Background: Leishmania major, an intracellular protozoan, is the primary cause of cutaneous leishmaniasis (CL). Although polyvalent antimony compounds are commonly used to treat CL, treatment failure is frequent. Immunometabolic reprogramming of macrophages—the main host cells for L. major—toward the M1 phenotype may inhibit parasite growth. Pyrimethamine, an antimalarial antibiotic, inhibits dihydrofolate reductase (DHFR), affecting both host and parasite metabolism. Since pyrimethamine interferes with the folate pathway and phagocytosis in L. major, this study investigated its effect on key immunometabolites in infected macrophages.

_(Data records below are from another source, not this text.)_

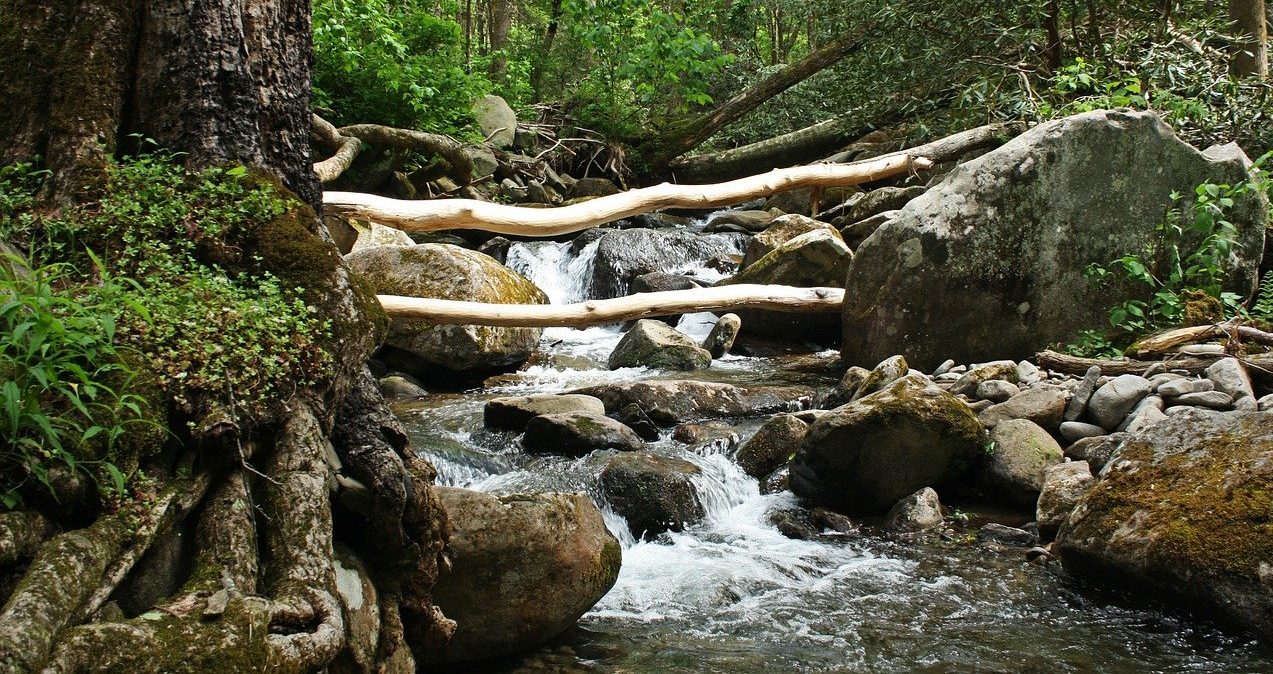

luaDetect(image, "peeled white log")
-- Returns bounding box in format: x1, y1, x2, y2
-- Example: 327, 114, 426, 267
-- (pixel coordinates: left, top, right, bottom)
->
323, 154, 932, 237
376, 284, 844, 327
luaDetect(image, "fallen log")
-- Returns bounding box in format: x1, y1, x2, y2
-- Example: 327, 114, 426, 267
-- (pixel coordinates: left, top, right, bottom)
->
376, 284, 844, 327
1035, 350, 1273, 377
323, 154, 932, 237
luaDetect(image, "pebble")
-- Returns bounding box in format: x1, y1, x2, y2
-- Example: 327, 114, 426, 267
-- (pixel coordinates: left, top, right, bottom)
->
1060, 422, 1105, 443
1171, 391, 1234, 410
1157, 378, 1216, 398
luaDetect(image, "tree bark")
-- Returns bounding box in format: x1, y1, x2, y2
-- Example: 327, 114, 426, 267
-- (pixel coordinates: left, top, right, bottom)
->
323, 154, 932, 237
1228, 0, 1269, 78
377, 284, 844, 327
647, 23, 875, 168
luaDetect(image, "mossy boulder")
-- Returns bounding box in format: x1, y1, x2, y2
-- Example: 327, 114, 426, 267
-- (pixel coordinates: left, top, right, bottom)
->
522, 412, 644, 456
601, 452, 705, 538
1057, 409, 1273, 638
414, 487, 622, 665
721, 228, 853, 344
607, 319, 712, 371
791, 375, 987, 516
345, 243, 547, 380
841, 110, 1268, 369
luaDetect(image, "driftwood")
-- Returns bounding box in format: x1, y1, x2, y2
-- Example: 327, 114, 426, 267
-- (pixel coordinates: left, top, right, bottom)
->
377, 284, 844, 327
323, 154, 932, 237
1127, 322, 1273, 355
1035, 350, 1273, 376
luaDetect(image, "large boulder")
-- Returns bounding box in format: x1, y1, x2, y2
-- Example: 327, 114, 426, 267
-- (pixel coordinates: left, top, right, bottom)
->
843, 110, 1267, 369
345, 243, 547, 378
601, 452, 704, 536
791, 375, 987, 515
722, 229, 853, 343
416, 487, 622, 665
522, 412, 644, 456
572, 380, 812, 426
1057, 409, 1273, 638
474, 94, 517, 148
606, 319, 712, 369
588, 229, 747, 299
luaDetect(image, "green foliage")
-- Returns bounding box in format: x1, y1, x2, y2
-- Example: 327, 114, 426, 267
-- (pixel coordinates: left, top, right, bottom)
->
0, 254, 149, 508
313, 0, 490, 134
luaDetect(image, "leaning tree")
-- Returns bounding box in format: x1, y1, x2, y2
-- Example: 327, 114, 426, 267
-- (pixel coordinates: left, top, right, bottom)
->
0, 0, 453, 671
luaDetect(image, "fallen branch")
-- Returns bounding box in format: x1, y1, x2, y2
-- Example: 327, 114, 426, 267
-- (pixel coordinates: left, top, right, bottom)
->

Materials and Methods: RAW264.7 macrophages were divided into six groups: Sham, L. major-infected, LPS-stimulated, pyrimethamine-treated (L. major+pyrimethamine, LPS+pyrimethamine), and pyrimethamine alone (5 μg/mL for 24 hours). Supernatants and cells were collected to measure lactate, nitric oxide (NO), reactive oxygen species (ROS), infection rate and index, as well as cytokine concentrations.
Results: Pyrimethamine significantly increased intracellular ROS and NO levels in L. major-infected macrophages (P≤0.05), correlating with a significant reduction in infection rate and index (P≤0.05). TNF-α production was also significantly elevated in pyrimethamine-treated groups. However, no significant change in lactate concentration was observed.
Conclusion: Pyrimethamine enhances the immunometabolic response of macrophages against L. major by increasing ROS, NO, and TNF-α levels. These changes contribute to a reduced infection rate and lower macrophage infection index, suggesting pyrimethamine’s potential as an immunomodulatory agent in leishmaniasis treatment.